And then all hell broke loose
What did people die of in the second half of the nineteenth century? Anyone who knows that people lived and survived in crowded houses, damp cellars and dirty streets in Amsterdam at that time will already have an idea. Mayra Murkens and Owen Lammertink delved into this past. It yielded fascinating stories. These can now be read in the book ‘And then hell broke loose’ that was published earlier this month.
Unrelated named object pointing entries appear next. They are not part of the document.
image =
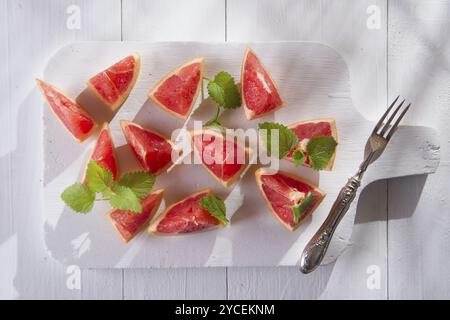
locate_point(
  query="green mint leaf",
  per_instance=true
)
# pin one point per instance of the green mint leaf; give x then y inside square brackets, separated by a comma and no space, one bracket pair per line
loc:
[215,206]
[99,178]
[224,91]
[287,140]
[125,199]
[320,150]
[79,198]
[141,183]
[298,157]
[304,204]
[215,124]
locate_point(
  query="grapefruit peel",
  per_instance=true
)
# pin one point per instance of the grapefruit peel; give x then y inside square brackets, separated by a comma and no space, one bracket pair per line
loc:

Historian Owen Lammertink discovered a unique source: the Causes of Death Register in the Amsterdam City Archives. The data that the project produces are available to everyone and can be used for research into epidemics, for example. Mayra Murkens from the Faculty of Arts was involved in the project.
Fascinating and tragic
Did poor city dwellers die earlier than the wealthy in the nineteenth century? And from which diseases and ailments? Both researchers answer these and more questions using fascinating and tragic stories of ordinary city dwellers, such as servants, diamond cutters, sex workers, nurses, doctors and a silversmith.
A large part of the Amsterdam population lived in miserable conditions around the middle of the nineteenth century. Working-class neighborhoods were packed, houses were poorly ventilated, there was great poverty, resulting in food
shortages, and there were hardly any sewers or water pipes.
Cholera in Amsterdam
The book gives all this misery a face. For example, in the person of the thirty-two-year-old Johannes Roelofs, whose life changed drastically in a short time in July 1866. Within a few days he had to bury his wife and two of his children. . They had all fallen victims to the cholera epidemic, which reportedly reached the capital via the port on 27 April. That year, no fewer than 1,098 residents of Amsterdam died from this highly contagious disease.
With And then the pleuris from Meulenhoff published a book that sketches a
fascinating history of living conditions in the big city of the past.